3.            A TRIBUTAÇÃO DOS TERRENOS PARA CONSTRUÇÃO COM AFETAÇÃO A SERVIÇOS

 

                A título subsidiário, as Requerentes propugnam a invalidade parcial das liquidações de AIMI sustentada numa interpretação extensiva da cláusula de exclusão do artigo 135.º-B, n.º 2 do Código do IMI e, caso assim não se entenda, na sua inconstitucionalidade por violação dos princípios da igualdade fiscal e da capacidade contributiva (artigos 13.º e 104.º, n.º 3, ambos da CRP), quando interpretada no sentido de que a exclusão do âmbito de incidência do AIMI abrange os prédios urbanos classificados como comerciais, industriais ou para serviços e não já os terrenos para construção que se destinem a esses mesmos fins.

 

A este respeito interessa notar que o artigo 135.º-B, n.º 2 do Código do IMI dispõe que “[s]ão excluídos do adicional ao imposto municipal sobre imóveis os prédios urbanos classificados como «comerciais, industriais ou para serviços» e «outros» nos termos das alíneas b) e d) do n.º 1 do artigo 6.º deste Código.”, operando, desta forma, uma remissão expressa para o artigo 6.º que visa caracterizar o que se entende por prédios urbanos «comerciais, industriais ou para serviços» e «outros» para efeitos da exclusão do âmbito de incidência do adicional ao imposto.

 

Ora, como refere a Decisão Arbitral no processo n.º 664/2017-T:

 “É a todos os títulos evidente que o legislador, ao definir a delimitação negativa da incidência do imposto por referência aos prédios urbanos classificados como «comerciais, industriais ou para serviços» e «outros» nos termos das alíneas b) e d) do n.º 1 do artigo 6.º» do Código do IMI, está precisamente a remeter para essa tipologia de prédios de acordo com a própria caracterização que o Código lhe atribui. […]

De facto, o artigo 135.º-B do Código do IMI limitou-se a excluir do adicional ao imposto os prédios urbanos classificados como «comerciais, industriais ou para serviços» e «outros», remetendo para a caracterização que é efetuada no artigo 6.º desse Código quanto a essas espécies de prédios urbanos.
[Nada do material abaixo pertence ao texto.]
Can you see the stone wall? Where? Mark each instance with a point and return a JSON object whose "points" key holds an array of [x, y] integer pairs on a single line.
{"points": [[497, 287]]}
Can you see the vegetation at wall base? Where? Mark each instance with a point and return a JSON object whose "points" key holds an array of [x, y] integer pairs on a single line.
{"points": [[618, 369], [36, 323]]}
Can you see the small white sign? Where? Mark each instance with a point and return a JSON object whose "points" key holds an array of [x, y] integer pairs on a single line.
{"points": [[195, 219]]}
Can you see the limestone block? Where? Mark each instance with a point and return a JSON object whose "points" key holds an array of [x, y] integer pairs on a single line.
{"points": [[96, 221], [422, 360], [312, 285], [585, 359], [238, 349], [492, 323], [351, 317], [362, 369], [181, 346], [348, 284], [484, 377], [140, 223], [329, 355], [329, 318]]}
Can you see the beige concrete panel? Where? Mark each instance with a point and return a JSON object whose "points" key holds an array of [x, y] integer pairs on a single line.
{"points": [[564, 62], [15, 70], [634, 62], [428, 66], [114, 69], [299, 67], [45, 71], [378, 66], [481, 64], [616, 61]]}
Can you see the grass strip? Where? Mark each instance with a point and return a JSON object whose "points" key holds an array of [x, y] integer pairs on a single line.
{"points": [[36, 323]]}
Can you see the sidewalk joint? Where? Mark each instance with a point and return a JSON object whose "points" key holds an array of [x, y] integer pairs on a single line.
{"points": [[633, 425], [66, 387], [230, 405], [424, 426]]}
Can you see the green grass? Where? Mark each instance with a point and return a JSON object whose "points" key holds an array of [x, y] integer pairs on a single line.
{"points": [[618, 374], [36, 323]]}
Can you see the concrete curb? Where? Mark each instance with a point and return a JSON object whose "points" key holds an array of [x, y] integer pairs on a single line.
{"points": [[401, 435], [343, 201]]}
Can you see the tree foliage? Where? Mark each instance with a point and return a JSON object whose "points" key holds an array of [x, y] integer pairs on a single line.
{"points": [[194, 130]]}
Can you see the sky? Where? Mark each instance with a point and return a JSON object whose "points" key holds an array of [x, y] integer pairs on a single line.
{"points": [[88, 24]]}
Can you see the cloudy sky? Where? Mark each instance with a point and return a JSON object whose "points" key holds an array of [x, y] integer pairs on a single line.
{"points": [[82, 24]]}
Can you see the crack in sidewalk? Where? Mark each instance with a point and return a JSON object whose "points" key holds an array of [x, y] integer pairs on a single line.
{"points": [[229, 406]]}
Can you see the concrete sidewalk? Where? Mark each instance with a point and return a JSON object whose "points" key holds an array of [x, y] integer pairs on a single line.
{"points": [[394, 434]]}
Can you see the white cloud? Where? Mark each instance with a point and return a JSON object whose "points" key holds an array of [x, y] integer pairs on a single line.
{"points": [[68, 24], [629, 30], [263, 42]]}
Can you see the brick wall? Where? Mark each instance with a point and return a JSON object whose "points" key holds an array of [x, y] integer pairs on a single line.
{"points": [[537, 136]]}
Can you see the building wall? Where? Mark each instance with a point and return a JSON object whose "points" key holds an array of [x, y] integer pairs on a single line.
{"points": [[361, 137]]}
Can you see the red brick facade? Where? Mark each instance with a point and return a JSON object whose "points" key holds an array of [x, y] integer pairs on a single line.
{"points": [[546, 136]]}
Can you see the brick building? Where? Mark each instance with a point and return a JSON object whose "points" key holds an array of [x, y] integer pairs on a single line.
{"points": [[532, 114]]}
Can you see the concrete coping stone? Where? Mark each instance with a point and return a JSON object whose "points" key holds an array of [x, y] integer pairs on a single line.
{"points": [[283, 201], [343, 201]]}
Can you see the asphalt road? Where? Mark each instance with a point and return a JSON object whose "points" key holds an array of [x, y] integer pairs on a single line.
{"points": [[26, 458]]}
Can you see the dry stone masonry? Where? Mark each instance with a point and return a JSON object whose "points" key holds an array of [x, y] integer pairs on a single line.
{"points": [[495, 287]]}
Como vimos, esse preceito distingue, no seu n.º 1, entre prédios “habitacionais”, “comerciais, industriais ou para serviços”, “terrenos para construção” e “outros” e define nos números subsequentes os critérios normativos de que depende a classificação de um prédio urbano em qualquer uma dessas espécies. Os terrenos para construção são, como resulta do n.º 3 desse artigo 6.º, os terrenos que tenham sido abrangidos por operação de loteamento ou licença de construção e não se destinem a outros fins de natureza urbanística, e não se confundem com os prédios classificados como “comerciais, industriais ou para serviços”, que são aqueles que se encontrem licenciados para esses fins ou, na ausência de licença, tenham como destino normal cada um desses fins.
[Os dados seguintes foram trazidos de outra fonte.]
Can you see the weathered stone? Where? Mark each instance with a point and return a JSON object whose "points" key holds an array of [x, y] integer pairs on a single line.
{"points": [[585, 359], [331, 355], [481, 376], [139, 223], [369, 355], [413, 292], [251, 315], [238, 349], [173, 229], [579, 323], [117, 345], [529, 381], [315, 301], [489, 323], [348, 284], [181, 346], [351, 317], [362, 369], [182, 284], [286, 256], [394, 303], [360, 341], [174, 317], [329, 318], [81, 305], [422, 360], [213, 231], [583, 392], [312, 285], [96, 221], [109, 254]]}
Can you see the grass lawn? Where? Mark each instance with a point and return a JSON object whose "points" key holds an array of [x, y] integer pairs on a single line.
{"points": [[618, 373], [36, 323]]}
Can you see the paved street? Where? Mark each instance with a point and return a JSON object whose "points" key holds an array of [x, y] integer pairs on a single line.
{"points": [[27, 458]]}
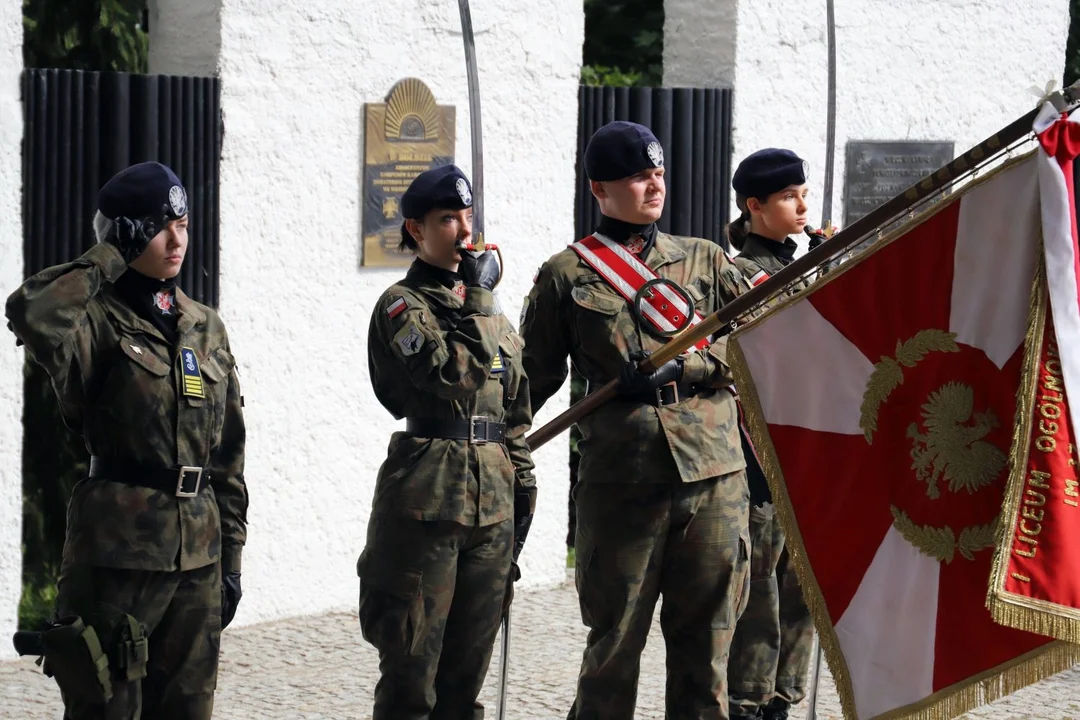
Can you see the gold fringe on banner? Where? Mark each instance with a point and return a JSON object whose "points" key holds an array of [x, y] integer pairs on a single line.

Tendo o legislador definido uma cláusula de exclusão por referência expressa e precisa a certas espécies de prédios urbanos, que são imediatamente identificáveis no contexto da lei, não é possível efetuar uma interpretação extensiva de modo a aí incluir outras tipologias que o legislador manifestamente não quis considerar. Não podendo sequer chegar-se a esse resultado interpretativo com base em meras considerações de ordem pragmática ou de identidade teleológica.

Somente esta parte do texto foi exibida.